PICNIC AT HANGING ROCK (Peter Weir, 1975)

An occasion for mystery develops from a private girls’ school Valentine’s Day picnic excursion to Hanging Rock in Victoria, Australia, in 1900: three of the girls and one of the chaperoning teachers vanish. “Nobody knows what happened.”
     Actually, the film opens with a wide-angle shot of a dreamy landscape and the voiceover of one of the girls who will disappear, Miranda: “What we see, and what we dream/ Are but a dream—a dream within a dream.” This is a misquotation of lines from Edgar Allan Poe’s poem “A Dream Within a Dream.” Ironically, another student, Sara, is not allowed to participate in the picnic because she has failed to learn the lines of another, obscure assigned poem. Headmistress Mrs. Appleyard informs the orphan, “I expect you to be word-perfect in half an hour.” Earlier, Miranda warned Sara that she mustn’t be so attached to her, because she, Miranda, will soon be gone.

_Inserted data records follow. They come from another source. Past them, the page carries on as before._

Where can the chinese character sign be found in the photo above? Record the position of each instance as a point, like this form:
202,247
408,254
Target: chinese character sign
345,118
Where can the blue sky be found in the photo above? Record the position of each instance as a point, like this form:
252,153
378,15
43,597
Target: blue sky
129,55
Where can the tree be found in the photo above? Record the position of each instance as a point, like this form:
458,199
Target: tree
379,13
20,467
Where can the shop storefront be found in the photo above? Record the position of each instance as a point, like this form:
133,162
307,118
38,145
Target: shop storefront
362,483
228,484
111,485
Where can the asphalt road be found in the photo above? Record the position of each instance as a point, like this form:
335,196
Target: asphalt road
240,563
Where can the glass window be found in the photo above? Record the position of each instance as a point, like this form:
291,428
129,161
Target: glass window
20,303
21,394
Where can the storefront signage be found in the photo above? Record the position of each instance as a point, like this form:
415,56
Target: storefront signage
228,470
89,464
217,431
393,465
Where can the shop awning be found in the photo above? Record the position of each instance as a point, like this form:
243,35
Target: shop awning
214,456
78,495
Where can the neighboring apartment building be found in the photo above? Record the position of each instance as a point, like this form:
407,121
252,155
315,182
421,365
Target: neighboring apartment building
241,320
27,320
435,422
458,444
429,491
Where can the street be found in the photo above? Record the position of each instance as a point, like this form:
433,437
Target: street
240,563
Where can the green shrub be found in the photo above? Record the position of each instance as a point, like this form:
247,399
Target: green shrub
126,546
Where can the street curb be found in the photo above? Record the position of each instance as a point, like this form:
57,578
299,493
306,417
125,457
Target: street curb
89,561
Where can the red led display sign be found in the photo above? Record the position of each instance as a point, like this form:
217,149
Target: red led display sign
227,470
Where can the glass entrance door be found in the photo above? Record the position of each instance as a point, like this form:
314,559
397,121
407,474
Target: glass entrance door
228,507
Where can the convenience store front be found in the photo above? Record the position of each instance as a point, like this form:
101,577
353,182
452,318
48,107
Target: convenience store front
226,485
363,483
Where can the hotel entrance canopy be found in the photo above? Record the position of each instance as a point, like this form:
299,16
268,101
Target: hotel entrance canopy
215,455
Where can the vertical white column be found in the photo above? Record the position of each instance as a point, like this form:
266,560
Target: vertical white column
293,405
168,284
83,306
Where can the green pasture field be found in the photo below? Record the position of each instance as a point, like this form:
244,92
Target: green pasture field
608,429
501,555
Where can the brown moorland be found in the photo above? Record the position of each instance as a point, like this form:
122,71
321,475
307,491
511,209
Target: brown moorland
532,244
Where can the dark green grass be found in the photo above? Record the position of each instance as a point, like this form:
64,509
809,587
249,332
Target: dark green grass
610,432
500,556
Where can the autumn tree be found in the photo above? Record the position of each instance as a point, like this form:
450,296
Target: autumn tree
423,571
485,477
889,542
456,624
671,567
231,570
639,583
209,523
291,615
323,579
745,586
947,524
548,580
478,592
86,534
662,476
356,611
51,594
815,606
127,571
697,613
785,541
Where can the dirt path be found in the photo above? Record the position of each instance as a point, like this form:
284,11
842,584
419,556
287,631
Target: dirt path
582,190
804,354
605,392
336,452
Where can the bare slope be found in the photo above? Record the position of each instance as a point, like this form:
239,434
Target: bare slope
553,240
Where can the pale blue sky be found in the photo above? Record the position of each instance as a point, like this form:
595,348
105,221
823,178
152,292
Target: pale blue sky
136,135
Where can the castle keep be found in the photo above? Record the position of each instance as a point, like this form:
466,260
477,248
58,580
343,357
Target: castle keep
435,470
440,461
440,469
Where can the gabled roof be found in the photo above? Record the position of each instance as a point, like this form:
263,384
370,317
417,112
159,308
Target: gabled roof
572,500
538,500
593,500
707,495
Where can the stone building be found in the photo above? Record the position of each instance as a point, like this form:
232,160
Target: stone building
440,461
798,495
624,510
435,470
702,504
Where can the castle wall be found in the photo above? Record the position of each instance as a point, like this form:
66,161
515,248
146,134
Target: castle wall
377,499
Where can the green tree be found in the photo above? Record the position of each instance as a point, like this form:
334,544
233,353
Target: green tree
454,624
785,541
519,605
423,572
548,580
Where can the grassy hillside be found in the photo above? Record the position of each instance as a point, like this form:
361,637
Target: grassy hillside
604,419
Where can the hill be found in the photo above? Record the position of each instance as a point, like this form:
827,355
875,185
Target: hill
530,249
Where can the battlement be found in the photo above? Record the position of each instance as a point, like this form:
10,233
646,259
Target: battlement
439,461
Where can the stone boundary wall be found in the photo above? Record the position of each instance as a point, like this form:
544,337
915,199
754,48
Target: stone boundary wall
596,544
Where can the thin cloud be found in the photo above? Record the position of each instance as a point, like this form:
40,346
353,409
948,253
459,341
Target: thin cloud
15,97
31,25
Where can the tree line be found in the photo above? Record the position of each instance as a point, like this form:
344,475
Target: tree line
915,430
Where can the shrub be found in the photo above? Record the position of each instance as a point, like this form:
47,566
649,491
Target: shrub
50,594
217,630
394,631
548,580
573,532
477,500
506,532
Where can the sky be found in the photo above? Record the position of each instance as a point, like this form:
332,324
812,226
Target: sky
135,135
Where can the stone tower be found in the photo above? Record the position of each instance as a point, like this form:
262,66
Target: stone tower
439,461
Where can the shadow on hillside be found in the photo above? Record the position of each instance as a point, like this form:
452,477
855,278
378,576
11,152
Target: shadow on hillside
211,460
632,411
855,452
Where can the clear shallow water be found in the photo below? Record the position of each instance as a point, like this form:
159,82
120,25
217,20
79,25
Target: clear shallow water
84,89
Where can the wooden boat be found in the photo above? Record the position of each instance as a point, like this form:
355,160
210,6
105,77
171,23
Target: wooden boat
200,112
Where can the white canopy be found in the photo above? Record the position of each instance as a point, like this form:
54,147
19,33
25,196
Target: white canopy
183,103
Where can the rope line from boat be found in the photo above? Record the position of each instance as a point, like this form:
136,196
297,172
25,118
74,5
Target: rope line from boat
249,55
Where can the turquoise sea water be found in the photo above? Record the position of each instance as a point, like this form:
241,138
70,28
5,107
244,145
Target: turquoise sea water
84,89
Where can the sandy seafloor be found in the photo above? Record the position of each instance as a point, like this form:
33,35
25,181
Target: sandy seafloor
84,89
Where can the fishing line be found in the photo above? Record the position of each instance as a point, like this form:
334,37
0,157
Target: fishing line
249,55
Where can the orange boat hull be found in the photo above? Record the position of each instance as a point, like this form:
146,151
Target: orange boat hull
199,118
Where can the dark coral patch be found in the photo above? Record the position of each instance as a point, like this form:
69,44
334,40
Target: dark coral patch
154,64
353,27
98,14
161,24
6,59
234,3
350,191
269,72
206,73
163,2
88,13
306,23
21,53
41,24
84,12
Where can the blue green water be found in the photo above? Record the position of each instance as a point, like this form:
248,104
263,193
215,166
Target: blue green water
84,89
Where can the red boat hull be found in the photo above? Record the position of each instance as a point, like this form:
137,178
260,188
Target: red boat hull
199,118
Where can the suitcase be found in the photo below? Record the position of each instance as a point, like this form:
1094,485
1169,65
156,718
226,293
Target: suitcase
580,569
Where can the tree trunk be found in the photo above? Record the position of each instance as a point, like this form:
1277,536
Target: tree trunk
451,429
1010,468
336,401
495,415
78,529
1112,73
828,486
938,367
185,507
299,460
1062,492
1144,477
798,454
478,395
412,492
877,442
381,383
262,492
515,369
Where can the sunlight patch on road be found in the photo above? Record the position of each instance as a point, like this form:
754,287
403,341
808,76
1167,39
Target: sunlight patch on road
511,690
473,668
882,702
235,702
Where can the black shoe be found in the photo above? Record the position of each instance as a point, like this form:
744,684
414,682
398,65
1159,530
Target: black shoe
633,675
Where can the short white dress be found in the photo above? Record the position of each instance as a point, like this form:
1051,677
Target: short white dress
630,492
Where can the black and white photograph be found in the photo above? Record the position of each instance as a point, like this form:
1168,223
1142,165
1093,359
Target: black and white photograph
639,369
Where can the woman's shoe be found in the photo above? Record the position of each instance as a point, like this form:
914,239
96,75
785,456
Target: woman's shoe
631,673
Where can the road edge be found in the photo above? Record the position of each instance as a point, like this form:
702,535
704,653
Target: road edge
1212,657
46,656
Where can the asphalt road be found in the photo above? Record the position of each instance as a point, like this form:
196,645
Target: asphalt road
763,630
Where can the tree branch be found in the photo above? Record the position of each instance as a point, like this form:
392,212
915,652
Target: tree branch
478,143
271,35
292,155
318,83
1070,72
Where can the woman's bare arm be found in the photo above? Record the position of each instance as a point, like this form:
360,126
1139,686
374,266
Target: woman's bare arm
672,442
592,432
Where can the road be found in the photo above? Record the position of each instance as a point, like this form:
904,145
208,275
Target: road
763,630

     Based on a novel by Joan Lindsay that owes nothing to anything that ever happened (despite the contrary myth that has become attached to the film), Peter Weir’s Picnic at Hanging Rock is full of references to the Fall myth. There is Mrs. Appleyard’s name. There is her warning to the girls before they depart for Hanging Rock not to climb up once there and to be on the lookout for “venomous snakes and poisonous ants.” All in white, including gloves, the girls are a picture of innocence; a sentimental teacher, chaperoning at Hanging Rock, calls Miranda a Botticelli angel. Once watches have inexplicably stopped at noon, the teacher will follow four of the girls up to Hanging Rock. Except for one girl, Edith, who comes tearing down in horror, the barefooted others disappear.
     Artfully composed and edited, Weir’s somewhat labored film weaves a fragile, haunting spell. There are telling juxtapositions; after a resting girl says, “We may be the only creatures in the world,” a closeup of ants disputes her inadvertent allusion to the Fall myth. Stunning image: a high overhead shot of the young climbers making their way through a narrow vaginal crevasse.
     The school’s downward spiral, culminating in Appleyard’s suicide, feels protracted, stodgy, predictable—and lifted from Lillian Hellman’s play The Children’s Hour.
     Hanging Rock is a sacred Aboriginal place. On one level, the deaths and their aftermath symbolize white guilt for the European rape of native Australia.